Koloniales Erbe der Hamburger Speicherstadt
Das Hamburger Weltkulturerbe ist vor allem eins: imposant. Speicherstadt, Kontorhausdistrikt und Chilehaus stehen als Ensemble gemeinsam und sind Sinnbild phänomenaler Architektur der expressionistischen Moderne. Es ist schwer bei einem Spaziergang zwischen den riesigen Blöcken der ehemaligen Speicher oder den sensationell inszenierten Kontorhäusern nicht beeindruckt zu sein. Der Blick auf das Ensemble erzählt bereits Geschichten von Größe, von Architektur, Technik und Ästhetik, von Sensation, Reichtum und Macht.
Was im Welterbe mit bloßem Auge jedoch nicht zu lesen ist, sind die Geschichten ihrer kolonialen Ursprünge, ihrer globalen Verflechtungen, von der Lagerung und dem Vertrieb von Kolonialwaren, von der Ausbeutung im Ausland, die ihren Reichtum entscheidend begründet hat. Kaffee, Kakao, Kautschuk – ohne ihre Nachfrage um die Wende vom 19. zum 20. Jahrhundert wäre der Ort nicht der, der er heute ist.
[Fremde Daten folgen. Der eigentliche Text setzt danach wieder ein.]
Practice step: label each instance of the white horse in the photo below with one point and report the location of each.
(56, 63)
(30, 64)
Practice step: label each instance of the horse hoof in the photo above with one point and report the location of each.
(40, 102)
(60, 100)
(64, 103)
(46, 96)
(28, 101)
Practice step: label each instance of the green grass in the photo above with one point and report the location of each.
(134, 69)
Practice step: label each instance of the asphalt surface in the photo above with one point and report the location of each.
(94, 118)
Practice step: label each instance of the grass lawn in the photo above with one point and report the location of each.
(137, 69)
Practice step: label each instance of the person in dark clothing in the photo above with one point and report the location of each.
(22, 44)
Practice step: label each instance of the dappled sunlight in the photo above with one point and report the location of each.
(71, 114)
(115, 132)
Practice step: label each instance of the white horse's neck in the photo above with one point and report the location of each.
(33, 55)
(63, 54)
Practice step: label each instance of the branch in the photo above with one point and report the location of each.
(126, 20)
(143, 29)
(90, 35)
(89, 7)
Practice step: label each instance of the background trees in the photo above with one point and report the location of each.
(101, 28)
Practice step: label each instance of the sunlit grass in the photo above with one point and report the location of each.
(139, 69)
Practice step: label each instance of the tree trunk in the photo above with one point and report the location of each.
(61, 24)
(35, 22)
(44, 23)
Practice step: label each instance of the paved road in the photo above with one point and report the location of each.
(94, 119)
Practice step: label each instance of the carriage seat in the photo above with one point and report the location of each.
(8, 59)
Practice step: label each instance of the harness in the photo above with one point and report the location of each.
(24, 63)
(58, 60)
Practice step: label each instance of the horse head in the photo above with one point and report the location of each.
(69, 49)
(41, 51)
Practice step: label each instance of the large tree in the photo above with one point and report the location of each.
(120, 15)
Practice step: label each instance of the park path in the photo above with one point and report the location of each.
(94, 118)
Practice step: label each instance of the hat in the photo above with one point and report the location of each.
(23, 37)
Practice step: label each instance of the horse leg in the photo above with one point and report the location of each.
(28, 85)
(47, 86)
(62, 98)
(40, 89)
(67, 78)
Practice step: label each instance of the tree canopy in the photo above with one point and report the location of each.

Und ohne ausbeuterische, koloniale Systeme, die Verkauf und Vertrieb dieser Waren erst ermöglichten, hätte es den Ort nie gegeben. Zumindest nicht in dieser Form. Und dennoch bleiben diese Geschichten unsichtbar. Oder wenigstens schwerer zu finden.
Und genau hier setzt mein Projekt an. Ich prüfe, wie das koloniale Erbe in der Vermittlung des Welterbes thematisiert wird, welche Narrative dominieren und inwiefern eine dekoloniale Erinnerungsperspektive bereits Eingang in die städtische Geschichtskultur gefunden hat.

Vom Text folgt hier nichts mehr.